We must consider the indications for tracheostomies in patients with LMs that can potentially cause airway obstruction. The results show that all surveyed patients who required a tracheostomy had lesions in contact with airway, and that the longer the extent of airway contact with the lesion, the more often a tracheostomy was required, albeit not to a statistically significant degree. This may suggest that EXIT is indicated for prenatally diagnosed patients with LMs that might compromise the respiration after birth based on the extent of contact. We may also be able to predict the need for tracheotomy to prevent respiratory distress before therapeutic intervention. Further studies will be required to resolve these questions.
The goal of LM treatment is the maintenance and recov-ery of the functional and aesthetic integrity. One currently available therapeutic modality other than surgical resection is sclerotherapy using agents such as OK-432, bleomycin, doxycycline, and ethanol [29]. The treatment modalities applied in the accumulated cases were varied, as shown in Tables 8 and 9. In cases of LM confined to the mediastinum, there is no cosmetic backwash. As such, the indications for its treatment are solely for symptom relief, when symptoms are present.
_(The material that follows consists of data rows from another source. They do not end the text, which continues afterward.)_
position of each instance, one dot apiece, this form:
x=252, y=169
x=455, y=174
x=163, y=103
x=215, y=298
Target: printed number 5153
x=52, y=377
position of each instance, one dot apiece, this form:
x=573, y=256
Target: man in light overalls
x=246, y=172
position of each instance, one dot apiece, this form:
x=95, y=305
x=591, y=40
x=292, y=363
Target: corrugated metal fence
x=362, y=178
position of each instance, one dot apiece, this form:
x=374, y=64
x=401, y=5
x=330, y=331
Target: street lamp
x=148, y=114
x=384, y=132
If mediastinal LM causes severe symptoms and is invasive, complete resection to prevent recurrence may be performed to relieve the symptoms [7, 8, 11, 13, 15, 16].
In 29 registered cases, various treatments for mediastinal LM were attempted across 39 procedures in total, including 12 cases without any symptom at that time (Tables 4, 5).
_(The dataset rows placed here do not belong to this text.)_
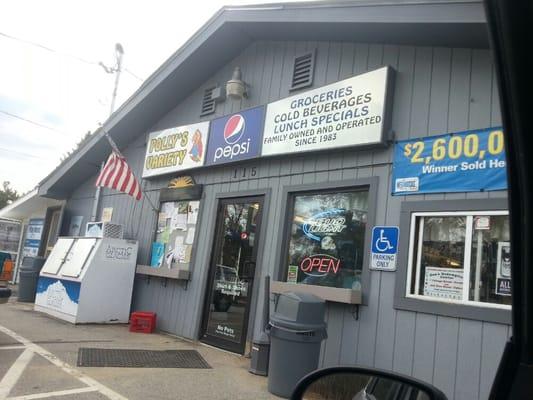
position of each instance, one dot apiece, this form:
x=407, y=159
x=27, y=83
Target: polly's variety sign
x=175, y=149
x=352, y=112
Excision was attempted in 10 out of 29 cases. In most of the reported cases, surgical resection was selected as the initial treatment. It is speculated that, since the introduction of sclerotherapy, surgical resection has been selected as the treatment modality less frequently.
While treatment can achieve symptom relief, the lesion remained even after attempted resection in most registered cases. Complications after treatment included chylothorax, hemorrhaging, nerve palsy, and infections, all of which were postoperative. Acute complications, such as chylothorax or infection, only affect patients temporarily, but it was sug-gested by the survey that complications such as nerve palsy might influence the long-term quality of life among patients.
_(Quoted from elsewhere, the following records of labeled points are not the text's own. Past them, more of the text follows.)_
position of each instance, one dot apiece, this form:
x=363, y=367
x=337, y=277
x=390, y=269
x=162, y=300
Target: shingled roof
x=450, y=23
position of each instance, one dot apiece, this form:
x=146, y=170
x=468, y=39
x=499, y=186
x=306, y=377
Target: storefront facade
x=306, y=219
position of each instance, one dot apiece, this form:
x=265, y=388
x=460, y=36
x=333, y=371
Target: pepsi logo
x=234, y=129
Whether or not these complications were truly responsible for patients’ decreased quality of life was unclear, since we did not ask the reason for the inconvenience. However, our review on LM confined to the mediastinum showed that the younger the patient, the higher the morbidity rate. We should bear in mind that surgical resection can result in long-term complications along with surgical scarring.
In cases with no or few symptoms, non-surgical treatment should be sought, as the complication rate tends to be high otherwise. Regarding alternative options, lesions are known to become swollen after sclerotherapy, and the effect of such therapy on the airway is a concern. Side effects of the scle-rosing agents bleomycin and doxocicline have been reported [29, 30]. There is an interesting case report in which Kampo medicine was effective in shrinking an intractable LM [31], but further evidence for its efficacy is necessary. Surgical resection should be attempted with well-informed consent, especially regarding postoperative sequelae, due to potential long-term complications.
We recommend that prenatally detected LMs be followed up after birth without treatment if they are asymptomatic.
Surgical intervention should be avoided in pediatric cases with few or no symptoms suggested by imaging studies to be LMs.